Because so much of the work is manual in nature, there’s a lack of transparency into supply and demand—as well as a lack of crop traceability. Even if farmers are producing sustainably, they are often unable to transact at a premium without proof that their crops are organic.
Inditex and DBS Bank are aiming to address some of these issues by leveraging India’s network of local Farmer Producer Organizations (FPOs) to reach more than 2,000 farmers in the fashion firm’s supply chain. From there, they will assess their financial needs and provide capital to bring their operations up to speed with cotton sustainability protocols. The FPOs will work directly with individual farmers to facilitate orders, giving them visibility into cash flow that will enable them to more effectively grow their businesses.
The partnership with the FPOs, along with other tech-based tracking mechanisms like blockchain, will give Inditex’s network of cotton spinners (the main direct buyers of cotton from farmers) visibility into the crops’ cultivation. Through these efforts to promote transparency, farmers will be able to secure a higher premium for their product, the bank said.

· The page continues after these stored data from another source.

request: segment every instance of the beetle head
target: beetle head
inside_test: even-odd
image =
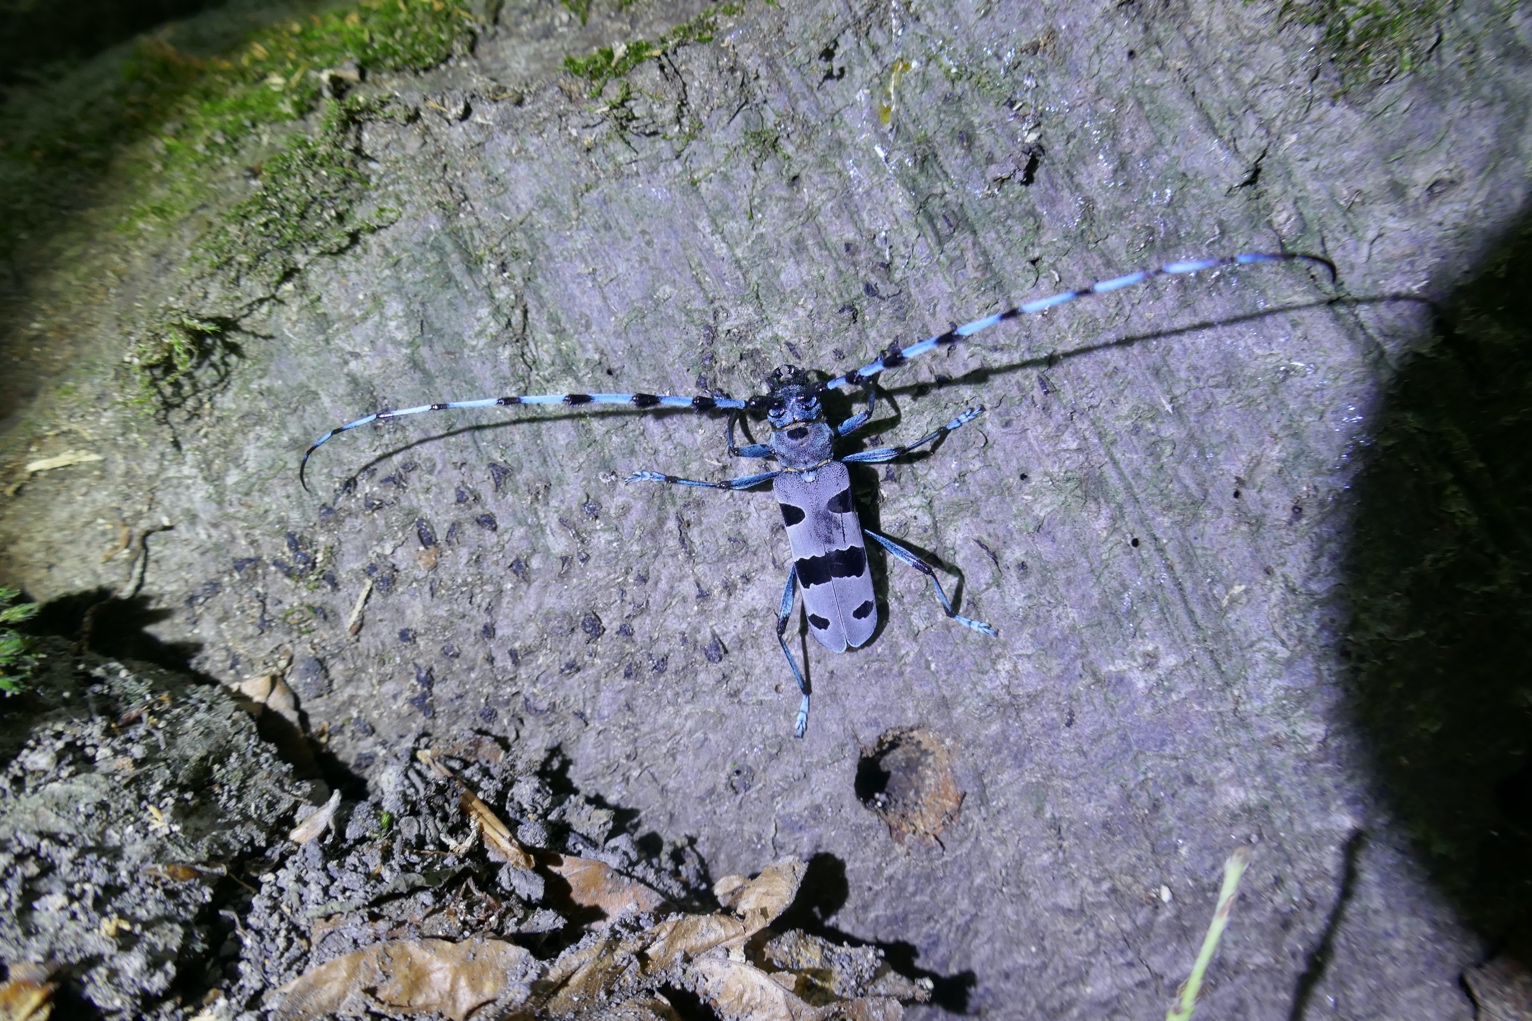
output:
[[[824,388],[797,366],[780,366],[767,378],[766,386],[768,392],[751,398],[750,404],[766,412],[773,429],[824,418],[824,408],[819,403]]]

“Globally, our clients are increasingly mindful of looking for ways to add societal and environmental value through their business decisions,” DBS Bank’s Terence Yong, group head of western multinational corporations, said in a statement. He added that many are “taking the leap to digitalize their supply chains to enhance transparency and traceability of transactions made.”
In addition to the Inditex partnership, DBS Bank has also vowed to step up support for other businesses looking to achieve greener operations. The financial institution has committed to $37.6 billion in funding for eco-friendly projects by 2024, and is the first bank in Singapore to offer transition financing for companies with a high carbon footprint that are looking to make their supply chains more sustainable.